遺族ら情報提供求める 松阪・遺棄事件10年 駅でビラ配り

【一瀬敦さんの遺影を抱え、駅利用者に情報提供を呼び掛ける要子さん(右から2人目)ら=松阪市嬉野中川新町1丁目の近鉄伊勢中川駅で】

【松阪】平成24年3月11日に三重県松阪市飯南町上仁柿の山林で兵庫県神戸市垂水区名谷町の鉄筋工一瀬敦さん=当時(32)=の遺体が見つかった事件で、遺族と松阪署員の約15人は20日、同市嬉野中川新町1丁目の近鉄伊勢中川駅で情報提供を求めるビラを配った。
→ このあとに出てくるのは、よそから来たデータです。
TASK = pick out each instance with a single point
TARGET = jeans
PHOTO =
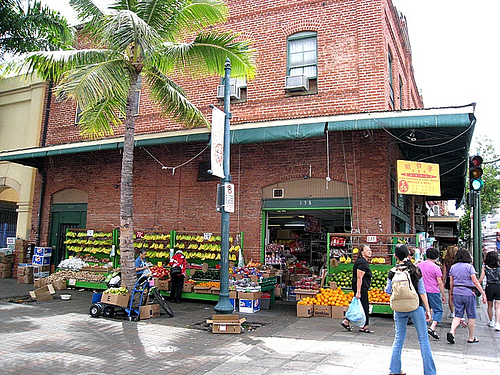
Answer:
(436, 306)
(400, 320)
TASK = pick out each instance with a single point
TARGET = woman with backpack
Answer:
(491, 269)
(420, 315)
(463, 279)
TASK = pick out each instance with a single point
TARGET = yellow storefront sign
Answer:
(416, 178)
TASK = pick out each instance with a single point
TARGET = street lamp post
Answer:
(224, 305)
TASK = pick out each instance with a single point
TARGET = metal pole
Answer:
(476, 240)
(224, 305)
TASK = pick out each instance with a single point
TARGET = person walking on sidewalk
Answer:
(463, 279)
(361, 280)
(178, 265)
(419, 317)
(491, 269)
(433, 282)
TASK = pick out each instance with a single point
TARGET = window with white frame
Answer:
(303, 54)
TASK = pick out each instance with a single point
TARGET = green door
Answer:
(63, 217)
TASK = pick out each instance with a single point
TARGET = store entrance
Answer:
(302, 233)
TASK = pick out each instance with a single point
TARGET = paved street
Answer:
(60, 337)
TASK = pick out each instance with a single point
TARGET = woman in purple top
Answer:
(463, 279)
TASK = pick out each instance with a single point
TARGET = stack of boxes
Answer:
(41, 261)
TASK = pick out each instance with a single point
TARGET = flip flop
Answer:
(365, 330)
(346, 326)
(450, 338)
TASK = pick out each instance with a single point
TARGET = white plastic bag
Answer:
(355, 314)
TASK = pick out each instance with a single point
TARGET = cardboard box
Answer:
(43, 294)
(187, 288)
(116, 299)
(25, 279)
(39, 282)
(6, 258)
(162, 284)
(24, 270)
(338, 312)
(323, 311)
(5, 274)
(20, 245)
(43, 251)
(40, 260)
(300, 294)
(226, 323)
(37, 269)
(149, 311)
(249, 306)
(59, 284)
(202, 289)
(5, 266)
(248, 295)
(305, 311)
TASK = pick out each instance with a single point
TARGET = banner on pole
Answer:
(217, 142)
(416, 178)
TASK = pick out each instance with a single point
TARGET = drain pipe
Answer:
(39, 168)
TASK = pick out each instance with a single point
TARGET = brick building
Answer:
(315, 138)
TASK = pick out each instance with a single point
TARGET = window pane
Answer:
(310, 57)
(296, 71)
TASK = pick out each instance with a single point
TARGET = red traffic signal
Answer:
(475, 173)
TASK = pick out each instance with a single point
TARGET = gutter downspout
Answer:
(39, 168)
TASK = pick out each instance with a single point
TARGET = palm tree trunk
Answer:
(127, 257)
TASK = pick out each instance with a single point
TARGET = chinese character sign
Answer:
(217, 140)
(416, 178)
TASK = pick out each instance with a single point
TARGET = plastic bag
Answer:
(355, 313)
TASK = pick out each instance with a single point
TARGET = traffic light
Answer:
(475, 173)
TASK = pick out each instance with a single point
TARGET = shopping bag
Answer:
(355, 313)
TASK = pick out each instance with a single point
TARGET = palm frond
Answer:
(126, 28)
(207, 54)
(173, 17)
(173, 100)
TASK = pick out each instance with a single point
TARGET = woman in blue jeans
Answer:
(419, 317)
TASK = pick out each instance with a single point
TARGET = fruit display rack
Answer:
(96, 248)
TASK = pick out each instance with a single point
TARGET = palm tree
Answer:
(28, 26)
(151, 38)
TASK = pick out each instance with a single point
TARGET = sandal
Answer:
(365, 330)
(346, 326)
(433, 333)
(450, 338)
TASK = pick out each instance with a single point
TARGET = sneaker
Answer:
(433, 333)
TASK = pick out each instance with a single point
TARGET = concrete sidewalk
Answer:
(60, 337)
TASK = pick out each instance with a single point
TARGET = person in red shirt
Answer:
(178, 265)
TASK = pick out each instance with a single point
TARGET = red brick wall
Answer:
(164, 201)
(353, 41)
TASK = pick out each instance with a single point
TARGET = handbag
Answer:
(355, 313)
(174, 271)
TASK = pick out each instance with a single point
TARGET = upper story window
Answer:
(391, 81)
(303, 54)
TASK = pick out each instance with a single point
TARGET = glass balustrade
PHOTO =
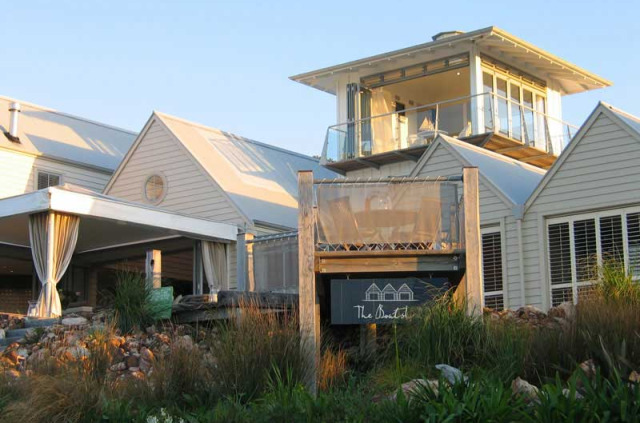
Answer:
(419, 126)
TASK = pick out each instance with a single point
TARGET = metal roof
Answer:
(516, 180)
(49, 133)
(491, 41)
(105, 221)
(262, 180)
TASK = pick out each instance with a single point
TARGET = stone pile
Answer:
(558, 316)
(76, 338)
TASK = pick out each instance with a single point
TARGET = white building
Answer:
(488, 99)
(51, 148)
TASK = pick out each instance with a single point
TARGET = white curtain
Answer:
(53, 239)
(214, 261)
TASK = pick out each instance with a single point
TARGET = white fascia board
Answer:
(32, 202)
(100, 207)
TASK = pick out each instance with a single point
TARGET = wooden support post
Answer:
(309, 306)
(251, 275)
(197, 268)
(473, 276)
(92, 286)
(368, 338)
(153, 268)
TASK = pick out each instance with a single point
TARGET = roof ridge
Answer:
(239, 137)
(68, 115)
(493, 154)
(620, 111)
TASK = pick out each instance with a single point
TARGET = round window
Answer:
(154, 188)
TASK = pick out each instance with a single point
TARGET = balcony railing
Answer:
(460, 118)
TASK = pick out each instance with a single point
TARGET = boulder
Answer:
(522, 388)
(74, 321)
(452, 374)
(118, 367)
(132, 361)
(411, 388)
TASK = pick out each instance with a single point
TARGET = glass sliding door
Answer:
(503, 108)
(516, 116)
(487, 89)
(542, 132)
(529, 116)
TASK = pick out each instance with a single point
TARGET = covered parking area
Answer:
(75, 240)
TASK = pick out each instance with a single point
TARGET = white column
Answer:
(153, 268)
(477, 102)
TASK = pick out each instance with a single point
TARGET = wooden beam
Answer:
(387, 253)
(536, 157)
(251, 275)
(198, 279)
(473, 256)
(153, 268)
(509, 149)
(368, 163)
(406, 156)
(427, 263)
(309, 304)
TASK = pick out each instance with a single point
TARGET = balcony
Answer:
(487, 120)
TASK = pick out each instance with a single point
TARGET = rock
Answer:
(576, 395)
(524, 389)
(452, 374)
(75, 353)
(118, 367)
(184, 341)
(146, 360)
(132, 361)
(74, 321)
(38, 357)
(588, 368)
(413, 387)
(117, 341)
(13, 356)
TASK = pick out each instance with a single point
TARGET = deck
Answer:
(492, 141)
(340, 262)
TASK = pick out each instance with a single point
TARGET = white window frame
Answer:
(495, 229)
(536, 90)
(596, 216)
(38, 171)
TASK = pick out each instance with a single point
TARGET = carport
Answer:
(53, 226)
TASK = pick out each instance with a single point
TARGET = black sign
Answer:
(385, 300)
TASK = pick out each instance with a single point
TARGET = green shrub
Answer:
(249, 348)
(131, 302)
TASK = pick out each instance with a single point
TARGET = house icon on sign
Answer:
(388, 293)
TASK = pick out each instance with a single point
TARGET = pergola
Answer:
(59, 222)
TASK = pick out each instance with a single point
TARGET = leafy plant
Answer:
(131, 302)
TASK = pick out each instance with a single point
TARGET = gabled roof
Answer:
(626, 121)
(105, 221)
(512, 180)
(492, 41)
(49, 133)
(260, 179)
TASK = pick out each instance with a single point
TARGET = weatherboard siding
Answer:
(601, 172)
(493, 213)
(189, 190)
(18, 173)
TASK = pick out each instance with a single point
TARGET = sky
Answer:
(227, 64)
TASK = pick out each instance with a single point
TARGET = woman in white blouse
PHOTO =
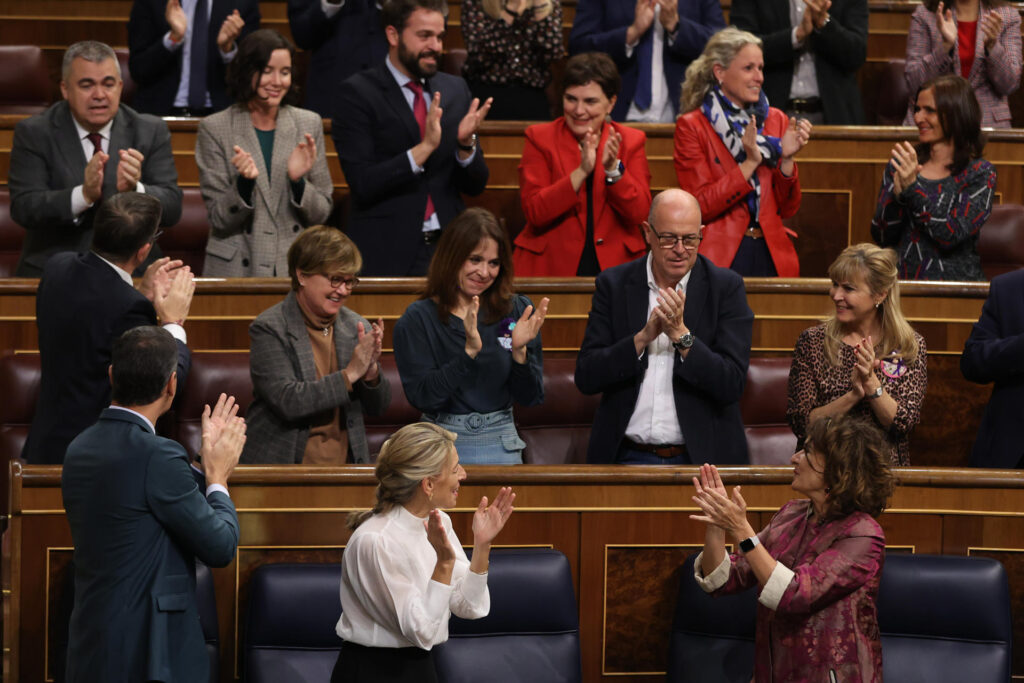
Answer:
(404, 572)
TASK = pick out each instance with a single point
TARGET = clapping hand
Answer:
(489, 519)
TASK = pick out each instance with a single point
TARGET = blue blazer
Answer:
(707, 386)
(994, 352)
(373, 129)
(600, 27)
(138, 521)
(81, 307)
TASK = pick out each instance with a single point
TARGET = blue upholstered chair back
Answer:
(293, 610)
(943, 620)
(532, 631)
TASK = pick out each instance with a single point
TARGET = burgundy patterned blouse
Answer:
(825, 620)
(815, 382)
(519, 53)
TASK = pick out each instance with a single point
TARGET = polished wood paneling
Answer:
(625, 530)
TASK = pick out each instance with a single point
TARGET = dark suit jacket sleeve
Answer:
(33, 204)
(606, 359)
(355, 117)
(159, 174)
(717, 368)
(698, 20)
(843, 41)
(147, 58)
(591, 33)
(206, 526)
(992, 352)
(275, 380)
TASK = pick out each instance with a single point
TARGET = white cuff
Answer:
(779, 580)
(716, 579)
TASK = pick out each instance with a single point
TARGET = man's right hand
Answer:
(92, 184)
(223, 438)
(172, 305)
(177, 19)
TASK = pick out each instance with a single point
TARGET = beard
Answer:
(412, 61)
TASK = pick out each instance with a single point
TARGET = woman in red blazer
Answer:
(734, 154)
(584, 181)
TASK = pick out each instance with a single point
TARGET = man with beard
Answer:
(407, 140)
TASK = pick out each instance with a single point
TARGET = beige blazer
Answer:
(252, 241)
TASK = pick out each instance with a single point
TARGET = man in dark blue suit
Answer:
(344, 36)
(138, 521)
(994, 352)
(406, 136)
(668, 343)
(83, 303)
(652, 42)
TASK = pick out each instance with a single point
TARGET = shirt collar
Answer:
(652, 286)
(122, 273)
(128, 410)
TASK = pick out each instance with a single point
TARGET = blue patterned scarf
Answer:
(729, 122)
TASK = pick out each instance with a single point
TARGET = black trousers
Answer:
(357, 664)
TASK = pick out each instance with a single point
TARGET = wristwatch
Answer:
(467, 147)
(684, 342)
(747, 545)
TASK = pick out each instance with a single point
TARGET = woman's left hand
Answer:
(991, 27)
(301, 160)
(489, 519)
(726, 512)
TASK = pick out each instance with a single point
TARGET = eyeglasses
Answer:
(668, 240)
(351, 282)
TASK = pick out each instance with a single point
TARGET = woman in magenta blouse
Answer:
(817, 565)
同署によると、一瀬さんは同23年11月20日夜、同駅から国道23号方向へ職場の寮まで歩いて帰る途中、車にはねられ死亡し、約20キロ離れた山中に遺体が遺棄された。ひき逃げ事件とみて捜査している。

行方不明から10年目のこの日、母親の要子さん(73)と兄弟がビラ配りに参加。要子さんは「長い時間でした。悔しい気持ちは変わりありません」と話し、「憎いとかでなく、どういう状況でひいたのか、山の中にほかしに行ったのか知りたい」と情報提供を呼び掛けた。

容疑は当初の自動車運転過失致死(公訴時効10年)から、保護責任者遺棄致死(同20年)に変更した。情報はこれまでに約50件寄せられ、今年は1件あった。情報提供は同署=電話0598(53)0110=へ。